China admira a Hong Kong, se ha contemplado en su espejo para impulsar las reformas que la han convertido en locomotora del mundo, pero Hong Kong no admira del mismo modo a China aunque la denomine motherland. Y aquí el orden de los factores es crucial. Quienes atraviesan la bahía Victoria en dirección al centro de la isla para realizar compras masivas de leche infantil, por ejemplo, no tienen sólo un afán lucrativo. Hay también razones de seguridad. El gran escándalo de la leche contaminada que sacudió a China en 2008, con cerca de 300.000 menores afectados, no fue un incidente aislado: la falta de garantías sanitarias en el sector de la alimentación es una de las quejas más recurrentes del consumidor chino. Y esa falta de garantías revela por lo menos dos cosas: una, que las instituciones responsables de los controles no funcionan bien; la otra es que abunda la corrupción y que ésta afecta, en primer lugar, a la esfera pública y, en segundo lugar, a la privada. No son problemas de carácter coyuntural, sino deficiencias estructurales de hondo calado.

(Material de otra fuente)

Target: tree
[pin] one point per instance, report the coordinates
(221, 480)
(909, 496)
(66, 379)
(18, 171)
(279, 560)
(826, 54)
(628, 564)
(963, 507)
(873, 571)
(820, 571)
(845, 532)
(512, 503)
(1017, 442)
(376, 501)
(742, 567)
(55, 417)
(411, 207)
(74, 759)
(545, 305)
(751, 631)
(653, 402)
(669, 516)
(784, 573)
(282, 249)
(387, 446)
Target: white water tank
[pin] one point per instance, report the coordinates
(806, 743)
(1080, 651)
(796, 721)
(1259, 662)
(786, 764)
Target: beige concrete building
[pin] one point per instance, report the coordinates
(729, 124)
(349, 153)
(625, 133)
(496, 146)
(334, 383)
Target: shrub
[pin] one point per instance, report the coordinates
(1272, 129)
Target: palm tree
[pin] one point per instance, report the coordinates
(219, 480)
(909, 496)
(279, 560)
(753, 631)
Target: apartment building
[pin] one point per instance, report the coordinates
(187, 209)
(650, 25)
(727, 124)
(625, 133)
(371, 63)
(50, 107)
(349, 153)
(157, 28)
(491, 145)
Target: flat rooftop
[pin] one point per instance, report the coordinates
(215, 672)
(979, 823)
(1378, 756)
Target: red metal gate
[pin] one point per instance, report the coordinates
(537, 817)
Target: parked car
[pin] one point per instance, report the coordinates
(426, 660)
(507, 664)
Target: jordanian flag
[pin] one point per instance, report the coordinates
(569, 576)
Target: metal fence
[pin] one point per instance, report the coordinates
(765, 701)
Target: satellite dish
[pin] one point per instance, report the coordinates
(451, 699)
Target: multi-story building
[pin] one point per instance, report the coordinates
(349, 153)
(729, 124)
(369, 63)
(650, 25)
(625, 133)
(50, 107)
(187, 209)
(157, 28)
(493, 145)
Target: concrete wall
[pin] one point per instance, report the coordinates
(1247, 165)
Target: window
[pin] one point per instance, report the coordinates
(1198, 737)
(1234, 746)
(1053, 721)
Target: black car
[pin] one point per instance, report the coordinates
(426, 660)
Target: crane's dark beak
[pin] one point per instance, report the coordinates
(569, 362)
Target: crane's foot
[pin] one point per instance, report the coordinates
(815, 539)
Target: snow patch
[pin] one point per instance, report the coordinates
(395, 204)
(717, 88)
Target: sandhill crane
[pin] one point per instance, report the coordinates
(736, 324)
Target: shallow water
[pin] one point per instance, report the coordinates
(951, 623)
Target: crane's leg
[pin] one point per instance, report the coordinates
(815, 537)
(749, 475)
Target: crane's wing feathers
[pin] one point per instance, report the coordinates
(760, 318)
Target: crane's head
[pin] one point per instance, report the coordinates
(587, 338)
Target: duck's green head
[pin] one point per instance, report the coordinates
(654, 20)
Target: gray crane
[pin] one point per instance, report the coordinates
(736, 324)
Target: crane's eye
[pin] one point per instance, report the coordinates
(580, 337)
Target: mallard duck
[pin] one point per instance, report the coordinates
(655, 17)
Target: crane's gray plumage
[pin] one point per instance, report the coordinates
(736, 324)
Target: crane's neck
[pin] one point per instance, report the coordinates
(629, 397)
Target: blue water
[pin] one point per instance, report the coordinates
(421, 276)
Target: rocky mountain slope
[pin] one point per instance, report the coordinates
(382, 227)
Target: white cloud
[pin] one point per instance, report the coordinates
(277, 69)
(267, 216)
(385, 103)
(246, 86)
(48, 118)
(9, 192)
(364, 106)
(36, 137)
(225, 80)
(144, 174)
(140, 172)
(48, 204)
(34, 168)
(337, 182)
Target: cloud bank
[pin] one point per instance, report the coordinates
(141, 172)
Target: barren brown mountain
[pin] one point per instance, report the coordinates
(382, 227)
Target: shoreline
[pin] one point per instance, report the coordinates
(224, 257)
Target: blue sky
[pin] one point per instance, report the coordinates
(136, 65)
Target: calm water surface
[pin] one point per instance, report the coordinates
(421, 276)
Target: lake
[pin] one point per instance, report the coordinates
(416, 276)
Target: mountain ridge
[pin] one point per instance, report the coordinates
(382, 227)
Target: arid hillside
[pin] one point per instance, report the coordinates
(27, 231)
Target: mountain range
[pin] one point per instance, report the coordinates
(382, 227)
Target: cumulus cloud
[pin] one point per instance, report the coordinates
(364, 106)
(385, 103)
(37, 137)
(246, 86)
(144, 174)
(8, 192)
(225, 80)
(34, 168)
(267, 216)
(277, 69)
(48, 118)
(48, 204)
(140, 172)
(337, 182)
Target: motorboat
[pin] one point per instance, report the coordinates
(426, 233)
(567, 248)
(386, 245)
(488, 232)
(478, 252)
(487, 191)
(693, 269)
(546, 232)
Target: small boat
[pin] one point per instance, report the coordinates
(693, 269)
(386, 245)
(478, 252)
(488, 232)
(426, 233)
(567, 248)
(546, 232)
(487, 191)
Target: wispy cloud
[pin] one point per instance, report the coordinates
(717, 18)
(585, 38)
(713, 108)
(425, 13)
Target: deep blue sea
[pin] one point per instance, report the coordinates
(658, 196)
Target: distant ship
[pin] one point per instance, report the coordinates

Ahora bien, algunas de estas deficiencias no nacen únicamente del totalitarismo comunista, sino de su conjunción con un capitalismo desbocado que está desequilibrando también a la sociedad de Hong Kong. No todo el mundo sabe que en intersticios de sus enjambres-rascacielos se hacina un 20% de la población, 1,3 millones de personas que viven por debajo del umbral de la pobreza: 425 euros al mes, en una de las ciudades más caras del planeta.

Los inmigrantes también sufren las consecuencias. Los fines de semana, cuando el International Finantial Center acristala sus galerías para agasajar el consumismo de los nuevos ricos, muchos de ellos procedentes de la China continental, cientos de helpers acomodan sus horas de asueto sobre cartones en las pasarelas adyacentes. Se trata de una peculiar manifestación “feminista”, pues todas son mujeres que han abandonado sus familias en Filipinas o Nepal para ser los pies y las manos –esta vez no “invisibles”- del capitalismo depredador. Sin ellas, los ejecutivos del HSBC y de otros garitos financieros no podrían sobrevivir a las extenuantes jornadas de 16 horas, imprescindibles para quienes compiten en este cruce de caminos donde copulan los capitales de Oriente y Occidente.

La juventud de Hong Kong se está comenzando a rebelar también contra este modelo de sociedad; por eso el movimiento Occupy reclama otro patrón de desarrollo: “Tenemos una economía poco saludable porque dependemos demasiado del sector financiero y de la actual estructura de propiedad, basada en el mercado. Pero no todo el mundo se beneficia de una economía de este tipo. Nosotros deseamos un desarrollo más equilibrado”, me decía recientemente Kinman Chan, en una entrevista privada: “Sin democracia, Hong Kong no puede gozar de buena gobernanza; a su gobierno le falta legitimidad social. Ha sido elegido por un círculo muy reducido de personas, frecuentemente gente del mundo business, muy bien conectada con Pekín. Por eso, a menos que tengamos democracia va a ser muy difícil el progreso”.  

La encrucijada de Hong Kong es, por tanto, la encrucijada del mundo, que hoy vive una tensión manifiesta entre el poder tecnocapitalista y la dignidad de las personas. La lucha de los demócratas contra el totalitarismo comunista es también una lucha contra el totalitarismo capitalista, porque en la conjunción del poder político y el poder del dinero se encuentra la bisagra sobre la que se sostiene la injusticia global. Del modo como se resuelva esta tensión dependerá, pues, no sólo la felicidad de los ciudadanos de Hong Kong, sino también de China y, en último término, del planeta.